Cheguei então na manhã do dia 4, o dia da ida para Plaza de Mulas, com duas noites de sono marrom e uma (a terceira) em claro. Vinha a marcha de 33 km para vencermos 1.000 metros de desnível. O meu passo nunca foi o que eu esperava que fosse. A frustração aumentava a cada hora, afinal, eu estava com excelente preparo físico para a minha idade. Vinha de um semestre com musculação específica para o que enfrentaria na montanha (se bem que meio inconstante) e boas corridas (essas, constantes). Cheguei a fazer 10 km em 51 minutos e corria 1 hora por dia tranquilamente. Ainda por cima, estava com diarréia. Esse probleminha, na Playa Ancha, em especial, é mais sério do que em outros lugares. A Playa Ancha é um lugar com km e mais km de vazio, sem um lugarzinho pra se esconder. A única forma de se obter privacidade para cuidar das chicotadas era escolher um momento no ual se estava longe das pessoas que iam e vinham. Elas me viam, sem dúvida, mas eu estava longe demais para olhá-las nos olhos (e vice-e-versa)... hehehe.. É uma situação digamos, desconfortável.

Ainda bem que era rápido... hahahaha... Ops, esqueci de explicar que noite marrom é uma noite marromenos.

Ponto para o fog. Ponto para o psicológico.

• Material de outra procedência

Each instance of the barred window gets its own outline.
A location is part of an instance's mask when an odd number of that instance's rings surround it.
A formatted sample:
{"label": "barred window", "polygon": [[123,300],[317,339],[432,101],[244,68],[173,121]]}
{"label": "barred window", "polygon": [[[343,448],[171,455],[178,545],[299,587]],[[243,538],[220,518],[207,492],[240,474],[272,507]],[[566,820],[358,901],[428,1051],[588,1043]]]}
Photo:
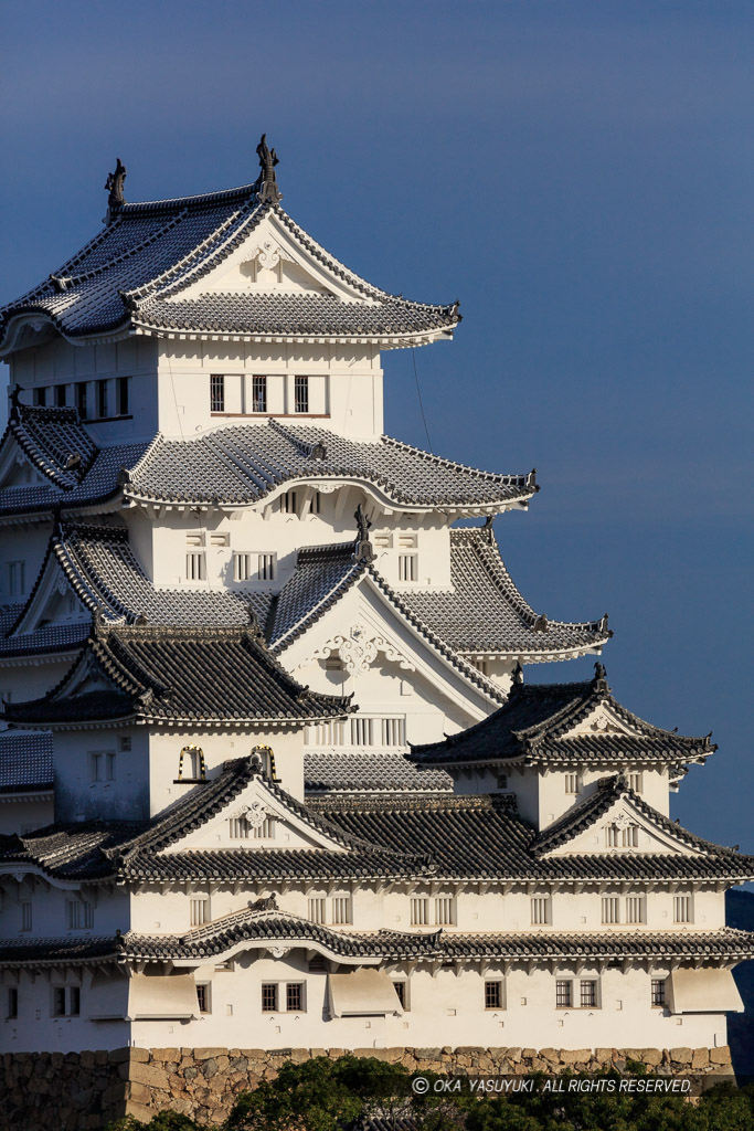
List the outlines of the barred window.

Aos tapas, porém feliz, cheguei na Plaza de Mulas com 10 horas de marcha. Os demais chegaram com pouco mais de 8 horas. Tanos acompanhou meu ritmo nas horas finais e a sua presença ajudou bastante. Falamos um bocado de besteiras e demos um bocado de risadas. Mas ainda faltavam 40 minutos até o Hotel Refúgio Plaza de Mulas. Esse trecho foi terrível. Levei mais de uma hora e meia e na parte final, que é uma subida, não andava 20 passadas sem parar um bom tempo. O ar simplesmente faltava. Bomba relógio: bebi uns 400 ml no café da manhã e menos de 2 litros durante todo o dia. Era pouco, muito pouco.

A primeira noite em Mulas seria no hotel. Custava 19 dólares, mas chegamos quase à noite e eu não podia sequer pensar em ter que montar barraca. Aliás, acho que todos estavam meio aos tapas nesse dia, pq todos foram para o hotel. No tempinho entre a chegada e a ida para a cama eu já me preocupava se dormiria ou não. Estávamos a 4.300 metros e o ar certamente era bem mais rarefeito do que em Confluência. Se eu já não havia conseguido dormir em Confluência ....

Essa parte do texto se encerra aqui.